The environmental health officer says his powers relate only to "public health nuisance" which, to date, it is not. Much as I would like to, I am not objecting to the keeping of these chickens, but the principal problem is the unrestrained nuisance they cause within my garden. I would prefer not to go to court to have this treated as a civil matter. What else can I do and what legal rights do I have?


David Fleming writes: Your environmental health officer is wrong to say that he can do nothing unless there is a public health problem. The relevant legislation provides that a statutory nuisance exists, among other things, where any animal is kept in such a place or manner as to be prejudicial to health or a nuisance.

One definition of a nuisance is "acts or omissions generally connected with the user or occupation of land which cause damage to another person in connection with that other's user of land or interference with the enjoyment of land or some right connected with the land".

Clearly, you have been suffering from a nuisance caused by the chickens. You should tell your environmental health officer to be more bullish and serve a notice on your neighbours requiring them to abate the nuisance.

Under the Animals Act 1971, your neighbours are liable to you for damage caused by trespassing "livestock" which includes poultry - although, controversially, not cats. I can well understand that you do not wish to go to law but you would certainly be able to apply for an injunction requiring your neighbours to take action to stop the chickens coming through the hedge.

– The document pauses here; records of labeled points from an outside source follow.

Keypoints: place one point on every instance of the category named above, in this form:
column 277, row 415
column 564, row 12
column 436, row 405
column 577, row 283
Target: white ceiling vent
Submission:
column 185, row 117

I can hardly believe that your neighbours are serious in justifying the intrusion by saying that they want the chickens to be "free-range". If they feel that their own garden is not big enough for them, then you might invite them to move.


Interestingly - and rather bizarrely - there is a remedy to deal with the problem that does not involve going to court. You have the right to detain any chickens that come on to your land, provided it can be said that at the time they are not under anyone's control.

Since the chickens can pass through the hedge but your neighbours presumably cannot, they would not be under their control when they do so and I do not think this exception would apply. Your right to detain the chickens will end after 48 hours unless you have by then informed your neighbours that you have them and also have notified the officer in charge of a police station. You will also have to give the chickens back once sufficient money has been tendered to satisfy any claim for damage caused by the chickens and any expenses reasonably incurred in keeping them.

If you have not actually suffered any damage, you have to give them back when asked or, of course, should the court order you to return them. I appreciate that it may be difficult to quantify the exact damage caused by the chickens but I should have thought the reasonable costs of having someone replant your damaged flower-beds would be a good measure of this.

Assuming that your neighbours refuse to pay, then once you have detained the chickens for 14 days you yourself are entitled to sell them, either at a market or by public auction, unless their owners have brought any legal proceedings in the meantime.

I am sure that if you point all this out to your neighbours, they would be most concerned not to risk losing their birds and would invest in some chicken wire which would undoubtedly solve the "trespass" problem. There would, of course, remain the problem of smell and noise, although from what you say it does not seem that you are unduly concerned about this. Essentially, the law of nuisance only protects people against unreasonable actions on the part of their neighbours and it may well be reasonable for your neighbours to keep chickens.

There have been a number of cases reported in the press over the years of people moving to the countryside and complaining of such things as the smell of pigs, the crowing of cockerels and so on. If the presence of the chickens in your neighbours' garden does prove to be a problem for you, then, again, you would have a right to go to court or, as mentioned above, ask the environmental health officer to serve a notice on your neighbours requiring them to put a stop to the nuisance.

  • David Fleming is head of the property litigation department at William Heath & Co.